Book Review: The Silence by Sarah Rayne

The Silence
by Sarah Rayne
Severn House Publishing
Horror/Ghosts
5 Stars
Library copy reviewed

Blurb:

Stilter House, set in a remote part of the Derbyshire Peaks, is said to stand on haunted ground. Once there was a much older property there – a house in which the notorious Isobel Acton committed a vicious crime. But antiques dealer Nell West only knows the house as her dead husband’s childhood home, and is happy to value the contents.

In Oxford, Nell’s lover, Michael Flint is warned that Nell and her small daughter, Beth, must not go to Stilter House. ‘Because Esmond is still there…’

Soon after Nell and Beth arrive, Nell hears a piano being played somewhere in the house. But the music room is closed up, the piano is locked, and the key is missing. And clues left by earlier occupants suggest the music has been heard before…

As Nell and Michael are pulled deeper into Stilter House’s dark past, it becomes horrifingly clear that not only is the music bound up with Esmond, it is also tangled with Isobel’s macabre fate.

Review:

This is the third book in the Nell West/Michael Flint ghost series, even though Nell has a hard time believing in ghosts, and I loved it just as much as the other two. Although this is classed as horror, it's not in a gory sense. More in a scared out of your wits sense at things that go bump in the night, and in this case play eerie music that haunts the house and anyone who inhabits it. I had to read something else before I went to bed, something not so scary.

I have a soft spot for old-fashioned ghost stories, which I think this is. At first we don't know anything about the ghosts (for there are more than one) but gradually over the course of the book we find out about Stilter House's past and its past residents.
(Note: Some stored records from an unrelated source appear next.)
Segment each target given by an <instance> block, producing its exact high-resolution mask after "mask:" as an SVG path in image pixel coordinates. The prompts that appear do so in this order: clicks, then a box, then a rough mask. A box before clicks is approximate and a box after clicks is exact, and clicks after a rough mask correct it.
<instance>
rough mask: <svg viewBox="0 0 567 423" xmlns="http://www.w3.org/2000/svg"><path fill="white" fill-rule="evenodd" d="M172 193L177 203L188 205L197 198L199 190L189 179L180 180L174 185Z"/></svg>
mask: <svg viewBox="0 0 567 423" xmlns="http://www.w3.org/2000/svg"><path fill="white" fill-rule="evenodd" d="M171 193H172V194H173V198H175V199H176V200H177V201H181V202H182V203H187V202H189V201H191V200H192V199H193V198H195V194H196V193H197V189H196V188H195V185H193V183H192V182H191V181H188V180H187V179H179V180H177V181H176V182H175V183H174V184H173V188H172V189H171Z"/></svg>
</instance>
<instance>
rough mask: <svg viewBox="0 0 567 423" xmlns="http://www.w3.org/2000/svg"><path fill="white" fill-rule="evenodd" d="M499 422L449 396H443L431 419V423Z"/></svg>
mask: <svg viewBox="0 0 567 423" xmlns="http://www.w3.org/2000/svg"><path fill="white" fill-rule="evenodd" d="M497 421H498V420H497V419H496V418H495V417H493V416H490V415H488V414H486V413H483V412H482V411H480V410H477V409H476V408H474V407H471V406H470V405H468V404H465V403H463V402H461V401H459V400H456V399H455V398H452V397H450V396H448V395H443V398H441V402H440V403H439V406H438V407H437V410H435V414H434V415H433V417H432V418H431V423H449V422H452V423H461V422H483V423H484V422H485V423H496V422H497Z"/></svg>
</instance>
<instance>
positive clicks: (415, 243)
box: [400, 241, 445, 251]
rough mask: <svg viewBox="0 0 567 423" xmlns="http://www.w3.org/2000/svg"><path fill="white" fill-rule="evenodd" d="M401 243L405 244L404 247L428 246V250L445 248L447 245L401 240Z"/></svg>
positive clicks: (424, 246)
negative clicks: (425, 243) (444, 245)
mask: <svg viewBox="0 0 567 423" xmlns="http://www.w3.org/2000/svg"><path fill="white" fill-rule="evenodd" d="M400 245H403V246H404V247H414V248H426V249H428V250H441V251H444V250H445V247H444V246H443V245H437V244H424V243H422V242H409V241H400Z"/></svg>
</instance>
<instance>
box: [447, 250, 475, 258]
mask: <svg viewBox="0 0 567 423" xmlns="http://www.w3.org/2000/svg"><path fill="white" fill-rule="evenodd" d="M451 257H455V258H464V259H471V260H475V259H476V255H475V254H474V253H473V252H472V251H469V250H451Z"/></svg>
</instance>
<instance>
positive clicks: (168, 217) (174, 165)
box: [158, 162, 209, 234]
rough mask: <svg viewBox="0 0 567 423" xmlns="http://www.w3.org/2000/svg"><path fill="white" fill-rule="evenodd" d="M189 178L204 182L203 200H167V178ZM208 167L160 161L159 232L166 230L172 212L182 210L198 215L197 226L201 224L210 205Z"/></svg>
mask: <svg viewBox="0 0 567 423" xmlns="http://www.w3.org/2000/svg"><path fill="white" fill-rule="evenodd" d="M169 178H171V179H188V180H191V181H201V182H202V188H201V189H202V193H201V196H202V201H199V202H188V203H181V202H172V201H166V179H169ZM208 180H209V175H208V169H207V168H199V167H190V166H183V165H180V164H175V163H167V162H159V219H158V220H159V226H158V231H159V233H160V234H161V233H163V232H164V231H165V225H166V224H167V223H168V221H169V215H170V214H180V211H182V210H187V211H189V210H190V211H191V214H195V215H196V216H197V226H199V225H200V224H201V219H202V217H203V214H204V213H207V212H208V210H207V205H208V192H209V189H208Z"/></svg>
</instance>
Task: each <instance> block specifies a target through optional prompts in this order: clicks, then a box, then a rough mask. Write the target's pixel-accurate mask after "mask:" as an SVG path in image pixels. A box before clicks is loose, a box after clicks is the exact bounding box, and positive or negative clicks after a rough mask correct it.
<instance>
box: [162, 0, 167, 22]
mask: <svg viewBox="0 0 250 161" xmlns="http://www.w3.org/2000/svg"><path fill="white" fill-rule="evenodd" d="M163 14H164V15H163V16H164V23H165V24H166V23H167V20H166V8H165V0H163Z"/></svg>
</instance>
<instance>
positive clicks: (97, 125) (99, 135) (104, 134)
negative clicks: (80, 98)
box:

What I loved and what is lacking in a lot of books in the genre, is that we find out things at the same time as the character's do. The reader is more involved that way I think than if they knew things beforehand that the characters didn't.

The writing is brilliant, it draws you in from the very first page and doesn't let up until the last page is turned. I devoured the book in two days, I needed to know what happened and the secrets just kept on coming. While Nell and Michael find out things from letters and deeds, it might have seemed a bit contrived, but here it worked and all the loose ends were tied up very satisfactorily.

Like with nearly all of Ms. Rayne's books, old buildings play a significant part and Stilter House almost becomes a character in its own right, the setting is so vividly drawn. You can almost imagine seeing the house yourself, or its spectral inhabitants.

An excellent read for those looking for an old-fashioned ghost story with enough twists and turns to keep you guessing right to the end.